Synthesis, characterisation and processing of zinc sulphide nanoparticles in aerosol-OT reverse micelles

Abstract

Colloidal nanoparticles of the photosemiconductor zinc sulphide, ZnS, were prepared in water-in-oil (w/o) microemulsions of Aerosol-OT/water/isooctane. Characterisation of these nanoparticles was carried out using UV/Visible absorption techniques. The particle radius was calculated using Nedeljkovic's equation, which relates the wavelength of the absorption threshold to particle radius. This study focussed on the various parameters controlling the size of zinc sulphide nanoparticles. The effects of varying water-to-surfactant molar ratio, w, on the stability of zinc sulphide particles were investigated. It was concluded that nanoparticle size is mainly controlled by the micellar size. The changing properties of UV/visible absorption spectra observed when varying the concentration ratio X between the zinc and the sulphide ions were recorded. The results were interpreted in terms of a zinc-ion rich layer. A variation in UV/Visible absorption spectra with nanoparticle concentration was also recorded. Ageing processes associated with nanoparticles were monitored by recording spectra over one week. The time dependence of the spectra revealed a slow growing process of the ZnS nanoparticles attributed to Ostwald ripening. On the other hand, a gradual decrease in absorbance with time was attributed to changes in the photophysical properties of the nanoparticles and explained by a slow oxidation process. The removal of water by addition of Aerosol-OT surfactant to zinc sulphide nanoparticles was studied. Although some growth and photocorrosion did occur, overall stability of the nanoparticles was enhanced. Capping of the particles using thiophenol and pyridine produced a precipitate, which was then readily redispersed in pyridine or toluene.

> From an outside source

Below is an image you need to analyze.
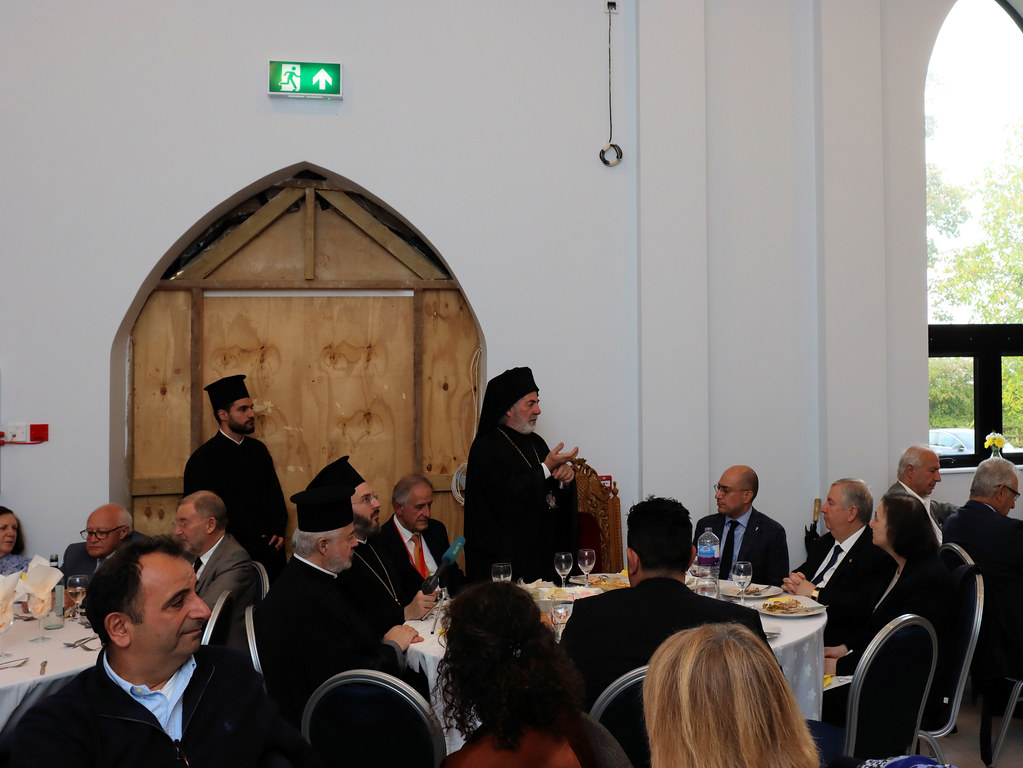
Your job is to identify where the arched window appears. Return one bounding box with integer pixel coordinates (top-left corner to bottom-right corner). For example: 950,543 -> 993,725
926,0 -> 1023,466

Redispersion using other solvents such as ethers and alkanes was attempted, but pyridine proved to be the better solvent. An increase in particle size was attributed to the presence of a mono layer of thiophenate anions on the cluster surface. Capping was shown to be more effective than removal of water as a method to arrest particle growth and photodegradation. Deposits of the uncapped and capped nanoparticles were obtained by evaporation of the volatile components of the microemulsions. The ZnS nanoparticles thereby obtained were smaller and more stable against photocorrosion than the corresponding microemulsions.